14. The computer-implemented method for detecting malware according to claim 12, wherein processing the PE file to extract information comprises performing URL and/or path information extraction and processing operations comprising:

Performing binary reading operation on the PE file to extract URL and/or path information; and

performing a word frequency-inverse document frequency (TF-IDF) operation based on the extracted URL and/or path information to obtain word-document information,

wherein the word-document information is configured to be processed by the machine-learned processing model.

15. The computer-implemented method for detecting malware according to claim 13, further comprising performing a text cleansing operation to facilitate extraction of the URL and/or path information.

16. A malware detection system, comprising:

one or more processors configured to:

17. The malware detection system of claim 16, wherein the one or more processors are further configured to: a determination is made as to whether the PE file and/or the ASM file belongs to one or more predetermined malware classifications.

18. The malware detection system of claim 17, wherein the one or more processors are further configured to: classifying the PE file and/or the ASM file as belonging to which of the one or more predetermined malware classifications.

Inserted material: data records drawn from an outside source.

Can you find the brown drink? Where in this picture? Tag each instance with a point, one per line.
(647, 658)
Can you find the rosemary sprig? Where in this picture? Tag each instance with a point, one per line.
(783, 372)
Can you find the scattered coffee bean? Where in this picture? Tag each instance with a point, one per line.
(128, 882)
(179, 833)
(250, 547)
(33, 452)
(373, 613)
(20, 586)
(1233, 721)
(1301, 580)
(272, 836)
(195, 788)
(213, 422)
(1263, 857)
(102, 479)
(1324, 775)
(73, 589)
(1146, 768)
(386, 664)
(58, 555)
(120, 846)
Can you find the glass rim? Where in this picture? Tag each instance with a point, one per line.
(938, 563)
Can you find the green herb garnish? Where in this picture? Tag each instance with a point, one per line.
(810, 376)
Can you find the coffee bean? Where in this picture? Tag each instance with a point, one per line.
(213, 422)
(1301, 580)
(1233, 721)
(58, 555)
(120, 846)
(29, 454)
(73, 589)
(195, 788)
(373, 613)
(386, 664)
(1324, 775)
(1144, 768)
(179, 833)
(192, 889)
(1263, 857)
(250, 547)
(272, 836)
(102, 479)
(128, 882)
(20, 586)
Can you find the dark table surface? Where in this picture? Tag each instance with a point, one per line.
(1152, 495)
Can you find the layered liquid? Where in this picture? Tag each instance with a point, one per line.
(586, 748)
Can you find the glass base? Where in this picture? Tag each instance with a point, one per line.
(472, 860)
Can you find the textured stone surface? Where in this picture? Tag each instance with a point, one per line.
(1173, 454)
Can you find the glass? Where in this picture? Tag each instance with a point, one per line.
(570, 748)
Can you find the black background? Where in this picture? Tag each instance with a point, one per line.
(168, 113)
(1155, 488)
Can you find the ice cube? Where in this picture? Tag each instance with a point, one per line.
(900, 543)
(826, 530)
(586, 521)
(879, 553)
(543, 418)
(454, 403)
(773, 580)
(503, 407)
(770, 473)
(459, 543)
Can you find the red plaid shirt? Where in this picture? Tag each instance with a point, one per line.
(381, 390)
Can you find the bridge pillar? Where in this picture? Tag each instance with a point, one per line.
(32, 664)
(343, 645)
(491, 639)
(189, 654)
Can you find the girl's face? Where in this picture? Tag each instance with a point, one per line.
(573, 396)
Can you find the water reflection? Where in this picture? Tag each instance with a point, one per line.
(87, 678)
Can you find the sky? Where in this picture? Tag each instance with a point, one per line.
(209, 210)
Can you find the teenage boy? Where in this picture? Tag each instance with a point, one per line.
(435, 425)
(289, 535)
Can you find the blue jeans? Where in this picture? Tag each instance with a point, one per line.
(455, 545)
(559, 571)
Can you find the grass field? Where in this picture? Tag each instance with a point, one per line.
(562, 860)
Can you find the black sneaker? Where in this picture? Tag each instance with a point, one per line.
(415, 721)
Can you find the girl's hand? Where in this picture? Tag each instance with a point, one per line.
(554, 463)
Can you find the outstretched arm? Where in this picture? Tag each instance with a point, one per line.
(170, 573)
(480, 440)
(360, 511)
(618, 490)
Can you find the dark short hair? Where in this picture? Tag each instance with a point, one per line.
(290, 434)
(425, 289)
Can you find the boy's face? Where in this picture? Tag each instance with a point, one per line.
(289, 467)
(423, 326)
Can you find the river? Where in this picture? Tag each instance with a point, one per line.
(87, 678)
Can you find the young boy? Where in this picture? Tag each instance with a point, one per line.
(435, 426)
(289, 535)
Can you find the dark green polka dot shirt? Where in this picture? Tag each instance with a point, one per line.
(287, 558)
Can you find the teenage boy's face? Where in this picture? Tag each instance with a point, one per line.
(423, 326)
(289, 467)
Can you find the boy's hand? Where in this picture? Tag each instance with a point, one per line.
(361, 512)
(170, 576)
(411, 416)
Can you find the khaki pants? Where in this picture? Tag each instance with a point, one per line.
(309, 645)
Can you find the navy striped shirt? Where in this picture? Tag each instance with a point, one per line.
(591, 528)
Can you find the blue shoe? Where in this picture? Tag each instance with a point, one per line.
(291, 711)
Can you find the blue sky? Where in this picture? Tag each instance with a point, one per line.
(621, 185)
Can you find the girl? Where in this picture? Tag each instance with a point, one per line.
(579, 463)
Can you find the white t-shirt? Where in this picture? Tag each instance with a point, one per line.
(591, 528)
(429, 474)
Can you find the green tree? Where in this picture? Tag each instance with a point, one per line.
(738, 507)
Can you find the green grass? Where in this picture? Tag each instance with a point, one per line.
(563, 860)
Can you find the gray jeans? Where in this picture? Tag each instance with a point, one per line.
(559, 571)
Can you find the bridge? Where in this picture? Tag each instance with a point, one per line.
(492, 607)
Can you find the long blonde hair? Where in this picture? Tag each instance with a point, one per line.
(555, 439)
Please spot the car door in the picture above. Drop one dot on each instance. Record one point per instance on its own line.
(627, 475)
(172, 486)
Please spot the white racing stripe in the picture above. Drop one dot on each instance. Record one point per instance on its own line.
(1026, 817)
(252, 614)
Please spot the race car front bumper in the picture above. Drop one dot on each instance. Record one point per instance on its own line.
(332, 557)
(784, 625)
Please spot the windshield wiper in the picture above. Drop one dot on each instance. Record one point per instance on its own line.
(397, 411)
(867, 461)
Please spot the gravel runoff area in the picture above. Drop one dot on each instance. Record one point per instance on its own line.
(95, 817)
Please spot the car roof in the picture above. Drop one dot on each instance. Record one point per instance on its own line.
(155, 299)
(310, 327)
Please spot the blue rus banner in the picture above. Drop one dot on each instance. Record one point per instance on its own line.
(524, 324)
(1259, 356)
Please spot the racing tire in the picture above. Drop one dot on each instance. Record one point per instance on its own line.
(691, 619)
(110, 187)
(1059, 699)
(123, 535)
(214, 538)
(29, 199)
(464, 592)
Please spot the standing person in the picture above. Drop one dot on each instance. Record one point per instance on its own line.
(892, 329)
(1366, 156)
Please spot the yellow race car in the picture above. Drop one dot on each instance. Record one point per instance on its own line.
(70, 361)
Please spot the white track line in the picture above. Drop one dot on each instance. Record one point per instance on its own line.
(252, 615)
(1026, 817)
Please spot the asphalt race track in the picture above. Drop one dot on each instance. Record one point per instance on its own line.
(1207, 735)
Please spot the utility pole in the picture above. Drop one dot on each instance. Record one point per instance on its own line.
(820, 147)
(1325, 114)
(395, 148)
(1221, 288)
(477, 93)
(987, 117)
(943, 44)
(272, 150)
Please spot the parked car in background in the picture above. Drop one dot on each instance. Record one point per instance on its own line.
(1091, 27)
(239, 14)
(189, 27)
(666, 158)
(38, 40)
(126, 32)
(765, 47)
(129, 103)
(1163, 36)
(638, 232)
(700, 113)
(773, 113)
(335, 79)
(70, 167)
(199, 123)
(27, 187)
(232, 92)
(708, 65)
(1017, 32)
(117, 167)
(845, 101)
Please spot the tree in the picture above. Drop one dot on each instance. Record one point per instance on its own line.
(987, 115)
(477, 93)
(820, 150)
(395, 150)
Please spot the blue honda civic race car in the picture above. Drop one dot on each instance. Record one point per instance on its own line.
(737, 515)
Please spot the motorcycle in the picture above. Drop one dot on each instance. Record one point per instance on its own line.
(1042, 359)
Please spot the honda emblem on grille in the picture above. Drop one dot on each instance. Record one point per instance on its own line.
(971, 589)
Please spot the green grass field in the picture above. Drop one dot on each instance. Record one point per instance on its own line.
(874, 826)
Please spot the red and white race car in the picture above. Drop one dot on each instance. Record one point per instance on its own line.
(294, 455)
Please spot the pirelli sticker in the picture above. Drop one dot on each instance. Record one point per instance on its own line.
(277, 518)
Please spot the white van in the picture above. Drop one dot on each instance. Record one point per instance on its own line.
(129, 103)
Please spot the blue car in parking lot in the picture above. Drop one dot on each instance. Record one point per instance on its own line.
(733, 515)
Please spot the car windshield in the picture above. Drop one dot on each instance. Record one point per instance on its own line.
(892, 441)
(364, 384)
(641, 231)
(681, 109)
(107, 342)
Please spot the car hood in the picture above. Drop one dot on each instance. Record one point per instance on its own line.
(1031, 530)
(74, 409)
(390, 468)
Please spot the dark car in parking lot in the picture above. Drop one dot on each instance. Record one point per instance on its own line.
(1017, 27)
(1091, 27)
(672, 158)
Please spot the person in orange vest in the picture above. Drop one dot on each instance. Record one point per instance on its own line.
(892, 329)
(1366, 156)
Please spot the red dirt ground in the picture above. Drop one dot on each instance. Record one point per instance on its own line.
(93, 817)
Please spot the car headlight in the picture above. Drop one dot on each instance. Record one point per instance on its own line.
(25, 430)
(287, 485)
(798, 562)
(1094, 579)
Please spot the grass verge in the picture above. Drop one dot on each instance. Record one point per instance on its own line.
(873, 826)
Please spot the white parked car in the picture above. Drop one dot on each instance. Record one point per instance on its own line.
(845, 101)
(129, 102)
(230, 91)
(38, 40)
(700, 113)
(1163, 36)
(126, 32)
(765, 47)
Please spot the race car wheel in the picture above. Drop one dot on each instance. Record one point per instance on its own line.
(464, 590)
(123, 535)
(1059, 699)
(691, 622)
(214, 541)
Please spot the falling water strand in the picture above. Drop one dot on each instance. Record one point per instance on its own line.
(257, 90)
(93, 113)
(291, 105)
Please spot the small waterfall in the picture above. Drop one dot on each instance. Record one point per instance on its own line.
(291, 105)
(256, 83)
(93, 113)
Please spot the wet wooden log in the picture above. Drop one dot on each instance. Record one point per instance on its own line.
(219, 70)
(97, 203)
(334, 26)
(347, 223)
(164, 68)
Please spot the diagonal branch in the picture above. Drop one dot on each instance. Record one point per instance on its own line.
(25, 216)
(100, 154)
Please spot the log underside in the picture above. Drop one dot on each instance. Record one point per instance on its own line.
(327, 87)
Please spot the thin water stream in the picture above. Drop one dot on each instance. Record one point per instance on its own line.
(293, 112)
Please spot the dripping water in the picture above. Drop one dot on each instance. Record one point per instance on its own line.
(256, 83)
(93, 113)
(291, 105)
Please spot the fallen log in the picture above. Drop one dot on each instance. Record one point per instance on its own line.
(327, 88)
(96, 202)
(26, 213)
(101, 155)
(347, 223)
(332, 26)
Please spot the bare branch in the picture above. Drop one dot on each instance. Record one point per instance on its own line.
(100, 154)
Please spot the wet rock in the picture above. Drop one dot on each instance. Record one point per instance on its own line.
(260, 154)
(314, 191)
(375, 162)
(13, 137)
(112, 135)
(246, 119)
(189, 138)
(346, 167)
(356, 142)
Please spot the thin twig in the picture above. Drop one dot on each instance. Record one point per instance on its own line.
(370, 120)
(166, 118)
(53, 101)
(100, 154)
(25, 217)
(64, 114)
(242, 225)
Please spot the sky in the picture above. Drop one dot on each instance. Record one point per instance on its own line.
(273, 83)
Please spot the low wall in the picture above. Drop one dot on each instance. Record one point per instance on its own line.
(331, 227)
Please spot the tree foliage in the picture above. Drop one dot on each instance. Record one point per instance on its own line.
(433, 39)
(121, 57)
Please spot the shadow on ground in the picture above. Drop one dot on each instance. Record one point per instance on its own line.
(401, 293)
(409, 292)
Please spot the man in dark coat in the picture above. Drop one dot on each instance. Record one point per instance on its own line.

19. The malware detection system of claim 16, wherein the one or more processors are configured to process the ASM file to extract information by at least:

20. The malware detection system of claim 19, wherein the one or more processors are configured to perform the keyword extraction and processing operations by at least: the ASM file is processed using a self-encoder model to extract the keyword information.

21. The malware detection system of claim 19, wherein the one or more processors are configured to perform the keyword extraction and processing operations by at least: performing a word frequency-inverse document frequency (TF-IDF) operation on the ASM file to extract the keyword information.

22. The malware detection system according to any of claims 19 to 21, wherein the keyword information comprises a word frequency and/or word order of the keywords.

23. The malware detection system of any of claims 19-21, the one or more processors further configured to perform text cleansing operations to facilitate the keyword extraction and processing operations.

24. The malware detection system of any of claims 16-21, wherein the machine learning based processing model comprises a multi-classification model configured for malware determination and/or classification.

25. The malware detection system of any of claims 16-21, wherein the machine learning based processing model comprises a decision tree model configured for malware determination and/or classification.

26. The malware detection system of any of claims 16-21, wherein the machine learning based processing model comprises a LightGBM model configured for malware determination and/or classification.

27. The malware detection system of any of claims 16-21, the one or more processors further configured to:

Processing the PE file to extract information from the PE file; and

wherein the one or more processors are configured to:

28. The malware detection system of claim 27, wherein the one or more processors are further configured to process the PE file to extract information at least by performing URL and/or path information extraction and processing operations comprising:

29. The malware detection system of claim 27, wherein the one or more processors are further configured to process the PE file to extract information at least by performing URL and/or path information extraction and processing operations comprising:

performing a word frequency-inverse document frequency (TF-IDF) operation based on the extracted URL and/or path information to obtain word-document information;

30. The malware detection system of claim 28, wherein the one or more processors are further configured to perform a text cleansing operation to facilitate extraction of the URL and/or path information.